«Il presidente degli Stati Uniti, Joe Biden, ha parlato con il presidente della Russia, Vladimir Putin, a proposito della crescente escalation militare sui confini dell’Ucraina. Biden è stato chiaro, se la Russia continuerà nei suoi piani di invasione dell’Ucraina, gli Stati Uniti, insieme ai propri alleati e partner, risponderanno in maniera decisa e imporranno rapidi e severi costi alla Russia» questo è quanto si legge da un comunicato stampa della Casa Bianca in merito all’esito dei recenti colloqui avvenuti fra il presidente americano Biden e il gerarca russo Vladimir Putin.

Venti di guerra dall’est Europa e suona l’allarme in tutto il mondo. Washington ha chiesto a tutti i cittadini americani attualmente in Ucraina di lasciare il prima possibile il paese, sospettando un’invasione russa imminente entro le prossime 48 ore. Anche la Farnesina ha invitato i cittadini italiani ad abbandonare l’ex repubblica sovietica, minacciata dai 100000 soldati russi in attesa lungo il confine. «Se un attacco russo all’Ucraina procede, è probabile che inizi con bombardamenti aerei e attacchi missilistici che potrebbero ovviamente uccidere i civili. Qualsiasi americano in Ucraina dovrebbe partire il prima possibile e comunque nelle prossime 24-48 ore» ha detto Jake Sullivan, consigliere per la sicurezza nazionale della Casa Bianca a Washington.

Mosca: «Isteria americana», Kiev «niente panico», ma il mondo lascia l’Ucraina.

«Isteria americana al culmine» è il commento di Yuri Ouchakov, consigliere diplomatico di Putin, sostenendo che la Russia non ha alcuna intenzione di avviare un conflitto armato in Ucraina. Affermazione che il Cremlino continua a ripetere da mesi ormai, nonostante l’evidente pressione militare della Federazione lungo i confini ucraini e il sostegno alle forze separatiste del Donbass. «La Russia non ha intenzione di invadere l’Ucraina» ripete Serghei Lavrov, ministro degli Affari Esteri russo, accusando l’Occidente di avere «ignorato» le richieste di Mosca sulla sicurezza, dando la possibilità all’Ucraina di Zelensky di aderire alla Nato.

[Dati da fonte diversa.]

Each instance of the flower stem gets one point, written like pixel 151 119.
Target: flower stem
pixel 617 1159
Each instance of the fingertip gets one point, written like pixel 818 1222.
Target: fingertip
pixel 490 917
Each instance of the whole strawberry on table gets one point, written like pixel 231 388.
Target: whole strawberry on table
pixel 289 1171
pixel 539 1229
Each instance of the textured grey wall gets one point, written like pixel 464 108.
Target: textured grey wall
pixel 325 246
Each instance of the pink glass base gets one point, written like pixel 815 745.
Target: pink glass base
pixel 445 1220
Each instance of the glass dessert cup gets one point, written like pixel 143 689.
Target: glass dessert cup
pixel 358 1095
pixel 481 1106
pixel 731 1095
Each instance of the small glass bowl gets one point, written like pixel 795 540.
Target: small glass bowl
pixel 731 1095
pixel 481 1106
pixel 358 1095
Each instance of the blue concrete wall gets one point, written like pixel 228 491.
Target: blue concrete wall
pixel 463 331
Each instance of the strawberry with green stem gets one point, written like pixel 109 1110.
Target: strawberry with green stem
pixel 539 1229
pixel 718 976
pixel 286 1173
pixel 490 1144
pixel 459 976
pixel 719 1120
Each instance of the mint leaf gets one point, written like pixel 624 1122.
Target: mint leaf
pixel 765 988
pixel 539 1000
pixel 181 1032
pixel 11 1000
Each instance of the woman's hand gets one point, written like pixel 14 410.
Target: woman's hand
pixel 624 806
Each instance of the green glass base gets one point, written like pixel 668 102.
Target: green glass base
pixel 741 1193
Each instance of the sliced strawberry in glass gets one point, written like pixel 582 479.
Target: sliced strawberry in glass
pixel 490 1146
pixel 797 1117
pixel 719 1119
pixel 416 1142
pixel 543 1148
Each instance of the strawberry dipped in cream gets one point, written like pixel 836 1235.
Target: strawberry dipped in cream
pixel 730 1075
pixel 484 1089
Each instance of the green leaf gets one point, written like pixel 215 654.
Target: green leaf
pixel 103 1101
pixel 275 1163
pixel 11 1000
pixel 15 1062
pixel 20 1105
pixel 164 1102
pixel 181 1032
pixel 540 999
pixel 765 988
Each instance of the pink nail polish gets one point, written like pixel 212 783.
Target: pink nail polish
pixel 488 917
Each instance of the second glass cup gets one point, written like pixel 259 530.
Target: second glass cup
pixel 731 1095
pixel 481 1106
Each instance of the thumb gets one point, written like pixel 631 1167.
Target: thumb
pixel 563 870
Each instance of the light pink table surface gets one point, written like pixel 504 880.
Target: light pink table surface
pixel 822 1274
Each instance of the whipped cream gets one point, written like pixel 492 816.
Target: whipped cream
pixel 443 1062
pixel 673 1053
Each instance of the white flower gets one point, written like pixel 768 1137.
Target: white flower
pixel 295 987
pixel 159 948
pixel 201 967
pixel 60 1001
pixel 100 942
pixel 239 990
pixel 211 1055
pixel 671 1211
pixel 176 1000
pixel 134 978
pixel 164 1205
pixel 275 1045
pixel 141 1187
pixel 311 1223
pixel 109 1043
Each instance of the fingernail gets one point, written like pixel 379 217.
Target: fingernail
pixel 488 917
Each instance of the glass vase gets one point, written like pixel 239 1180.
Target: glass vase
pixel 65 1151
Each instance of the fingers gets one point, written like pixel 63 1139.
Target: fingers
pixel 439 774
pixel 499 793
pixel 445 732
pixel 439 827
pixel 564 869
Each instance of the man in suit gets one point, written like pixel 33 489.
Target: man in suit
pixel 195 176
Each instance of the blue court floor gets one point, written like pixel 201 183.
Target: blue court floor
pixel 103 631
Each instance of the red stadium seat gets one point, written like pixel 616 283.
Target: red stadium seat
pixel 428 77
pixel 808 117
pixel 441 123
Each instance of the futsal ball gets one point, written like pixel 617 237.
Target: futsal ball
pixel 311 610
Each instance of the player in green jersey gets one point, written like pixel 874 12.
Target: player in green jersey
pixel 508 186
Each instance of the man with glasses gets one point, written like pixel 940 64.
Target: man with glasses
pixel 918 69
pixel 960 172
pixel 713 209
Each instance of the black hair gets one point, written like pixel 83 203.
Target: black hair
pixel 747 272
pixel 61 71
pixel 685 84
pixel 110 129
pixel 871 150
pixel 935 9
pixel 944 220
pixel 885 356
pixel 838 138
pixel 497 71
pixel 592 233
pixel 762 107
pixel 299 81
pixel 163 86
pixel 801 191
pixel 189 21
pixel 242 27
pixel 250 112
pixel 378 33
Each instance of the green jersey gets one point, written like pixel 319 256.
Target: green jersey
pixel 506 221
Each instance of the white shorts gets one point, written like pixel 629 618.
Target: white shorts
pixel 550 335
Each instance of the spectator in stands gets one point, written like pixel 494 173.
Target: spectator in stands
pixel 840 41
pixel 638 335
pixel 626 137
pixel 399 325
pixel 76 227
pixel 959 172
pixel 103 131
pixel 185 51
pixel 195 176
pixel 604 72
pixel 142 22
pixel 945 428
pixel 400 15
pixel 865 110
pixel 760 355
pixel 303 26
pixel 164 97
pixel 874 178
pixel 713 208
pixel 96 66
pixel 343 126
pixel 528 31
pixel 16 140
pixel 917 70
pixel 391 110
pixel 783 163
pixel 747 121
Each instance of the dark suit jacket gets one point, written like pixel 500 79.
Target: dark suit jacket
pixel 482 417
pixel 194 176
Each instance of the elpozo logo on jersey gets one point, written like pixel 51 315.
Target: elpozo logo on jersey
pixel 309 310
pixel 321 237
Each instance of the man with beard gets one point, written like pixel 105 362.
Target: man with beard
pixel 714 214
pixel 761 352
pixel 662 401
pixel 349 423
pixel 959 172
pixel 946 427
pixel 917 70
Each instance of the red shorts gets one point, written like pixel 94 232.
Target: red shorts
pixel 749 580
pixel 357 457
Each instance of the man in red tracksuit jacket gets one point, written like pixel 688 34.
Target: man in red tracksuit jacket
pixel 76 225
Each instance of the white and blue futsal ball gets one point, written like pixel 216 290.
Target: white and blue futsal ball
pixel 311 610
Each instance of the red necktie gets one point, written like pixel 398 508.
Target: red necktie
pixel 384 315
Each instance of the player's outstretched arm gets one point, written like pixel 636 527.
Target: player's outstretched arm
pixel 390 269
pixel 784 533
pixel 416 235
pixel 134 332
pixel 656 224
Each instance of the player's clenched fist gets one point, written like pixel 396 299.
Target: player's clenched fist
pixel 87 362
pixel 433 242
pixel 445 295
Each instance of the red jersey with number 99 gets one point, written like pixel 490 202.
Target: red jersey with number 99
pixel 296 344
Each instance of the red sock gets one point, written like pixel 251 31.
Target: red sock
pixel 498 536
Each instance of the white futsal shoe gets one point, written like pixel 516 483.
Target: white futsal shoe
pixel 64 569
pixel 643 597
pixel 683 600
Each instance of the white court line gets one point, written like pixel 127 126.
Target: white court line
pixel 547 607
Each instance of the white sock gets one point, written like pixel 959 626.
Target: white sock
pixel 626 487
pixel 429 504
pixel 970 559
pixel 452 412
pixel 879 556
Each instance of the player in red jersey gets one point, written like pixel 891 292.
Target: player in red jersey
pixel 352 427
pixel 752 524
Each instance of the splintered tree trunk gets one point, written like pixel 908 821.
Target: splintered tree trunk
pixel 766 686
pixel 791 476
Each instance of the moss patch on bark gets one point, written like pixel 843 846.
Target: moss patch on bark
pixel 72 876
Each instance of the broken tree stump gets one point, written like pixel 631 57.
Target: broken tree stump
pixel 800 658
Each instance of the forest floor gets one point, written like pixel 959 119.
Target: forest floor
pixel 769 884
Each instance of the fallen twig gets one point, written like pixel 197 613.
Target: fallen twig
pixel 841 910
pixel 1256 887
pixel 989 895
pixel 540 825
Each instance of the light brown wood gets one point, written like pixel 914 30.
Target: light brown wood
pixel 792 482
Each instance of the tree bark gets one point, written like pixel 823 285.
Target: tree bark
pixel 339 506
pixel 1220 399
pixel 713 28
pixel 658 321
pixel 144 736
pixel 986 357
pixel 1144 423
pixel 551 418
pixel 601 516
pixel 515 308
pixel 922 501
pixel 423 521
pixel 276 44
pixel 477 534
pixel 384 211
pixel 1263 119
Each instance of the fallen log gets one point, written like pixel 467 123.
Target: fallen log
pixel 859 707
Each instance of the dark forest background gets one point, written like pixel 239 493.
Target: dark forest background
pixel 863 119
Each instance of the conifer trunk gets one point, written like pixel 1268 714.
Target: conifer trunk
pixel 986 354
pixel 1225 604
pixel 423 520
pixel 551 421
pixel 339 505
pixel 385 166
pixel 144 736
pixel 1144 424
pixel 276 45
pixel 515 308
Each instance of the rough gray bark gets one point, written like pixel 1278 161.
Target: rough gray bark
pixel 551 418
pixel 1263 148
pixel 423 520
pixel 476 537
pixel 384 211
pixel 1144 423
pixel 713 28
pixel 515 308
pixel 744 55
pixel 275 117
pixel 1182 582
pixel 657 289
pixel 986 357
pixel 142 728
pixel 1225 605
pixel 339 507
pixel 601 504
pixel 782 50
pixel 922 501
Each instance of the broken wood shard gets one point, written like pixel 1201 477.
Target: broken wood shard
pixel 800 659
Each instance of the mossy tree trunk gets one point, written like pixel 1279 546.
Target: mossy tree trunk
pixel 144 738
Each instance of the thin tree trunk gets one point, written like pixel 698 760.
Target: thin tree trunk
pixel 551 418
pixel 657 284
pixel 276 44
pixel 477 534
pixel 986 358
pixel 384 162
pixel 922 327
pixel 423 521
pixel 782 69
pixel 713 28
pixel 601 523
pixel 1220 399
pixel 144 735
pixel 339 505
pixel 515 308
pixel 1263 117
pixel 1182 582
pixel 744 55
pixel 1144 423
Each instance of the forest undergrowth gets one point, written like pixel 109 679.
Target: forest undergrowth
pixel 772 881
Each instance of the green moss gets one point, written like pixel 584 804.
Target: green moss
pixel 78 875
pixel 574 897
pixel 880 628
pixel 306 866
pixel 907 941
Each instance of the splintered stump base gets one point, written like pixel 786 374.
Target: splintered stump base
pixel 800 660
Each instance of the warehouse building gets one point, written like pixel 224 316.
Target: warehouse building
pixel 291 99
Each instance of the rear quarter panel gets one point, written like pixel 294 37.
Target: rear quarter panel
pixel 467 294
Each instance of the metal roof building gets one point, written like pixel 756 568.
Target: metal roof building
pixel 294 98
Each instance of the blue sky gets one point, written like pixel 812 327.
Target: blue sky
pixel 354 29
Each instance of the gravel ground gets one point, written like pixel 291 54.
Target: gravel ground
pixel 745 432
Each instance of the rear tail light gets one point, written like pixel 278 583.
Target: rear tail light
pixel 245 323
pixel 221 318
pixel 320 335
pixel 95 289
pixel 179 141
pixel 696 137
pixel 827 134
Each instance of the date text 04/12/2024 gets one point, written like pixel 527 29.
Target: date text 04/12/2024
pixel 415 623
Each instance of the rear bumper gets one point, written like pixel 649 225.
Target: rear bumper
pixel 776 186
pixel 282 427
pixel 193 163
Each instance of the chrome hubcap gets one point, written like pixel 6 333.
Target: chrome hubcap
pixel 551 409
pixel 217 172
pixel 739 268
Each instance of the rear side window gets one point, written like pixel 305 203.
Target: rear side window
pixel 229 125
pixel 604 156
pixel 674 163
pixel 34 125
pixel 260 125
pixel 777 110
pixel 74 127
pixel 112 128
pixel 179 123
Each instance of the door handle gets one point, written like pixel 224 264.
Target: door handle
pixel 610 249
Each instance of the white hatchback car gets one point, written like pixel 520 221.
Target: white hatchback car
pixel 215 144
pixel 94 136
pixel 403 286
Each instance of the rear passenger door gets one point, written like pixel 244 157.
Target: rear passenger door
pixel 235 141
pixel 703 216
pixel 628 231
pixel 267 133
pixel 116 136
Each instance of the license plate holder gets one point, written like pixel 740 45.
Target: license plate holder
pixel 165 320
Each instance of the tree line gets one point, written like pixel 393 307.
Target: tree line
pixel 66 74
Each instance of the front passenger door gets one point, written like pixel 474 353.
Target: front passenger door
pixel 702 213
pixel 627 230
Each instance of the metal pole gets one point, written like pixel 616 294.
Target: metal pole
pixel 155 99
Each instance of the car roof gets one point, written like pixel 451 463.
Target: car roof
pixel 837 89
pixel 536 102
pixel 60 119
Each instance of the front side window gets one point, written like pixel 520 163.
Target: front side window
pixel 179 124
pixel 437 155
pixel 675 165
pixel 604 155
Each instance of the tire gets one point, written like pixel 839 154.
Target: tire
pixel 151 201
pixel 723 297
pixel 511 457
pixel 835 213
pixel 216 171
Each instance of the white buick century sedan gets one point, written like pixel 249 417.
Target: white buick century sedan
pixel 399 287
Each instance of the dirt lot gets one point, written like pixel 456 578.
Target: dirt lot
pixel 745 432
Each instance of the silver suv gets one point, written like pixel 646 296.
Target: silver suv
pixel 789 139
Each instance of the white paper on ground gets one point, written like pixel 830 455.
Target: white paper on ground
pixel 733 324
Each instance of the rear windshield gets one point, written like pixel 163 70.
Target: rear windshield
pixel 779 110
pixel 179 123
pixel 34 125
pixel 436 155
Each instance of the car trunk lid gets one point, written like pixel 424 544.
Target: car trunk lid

Ciò che Mosca chiede, a suo avviso, sono le garanzie per la sua sicurezza nazionale minacciata dall’espansionismo dell’Alleanza occidentale.   «In questi ultimi giorni e queste ultime ore la situazione è stata portata a livelli assurdi – sostiene Ouchakov – gli americani hanno addirittura annunciato la data dell’invasione russa. Non capiamo che informazioni false sulle nostre intenzioni vengano trasmesse ai media» ha concluso il diplomatico.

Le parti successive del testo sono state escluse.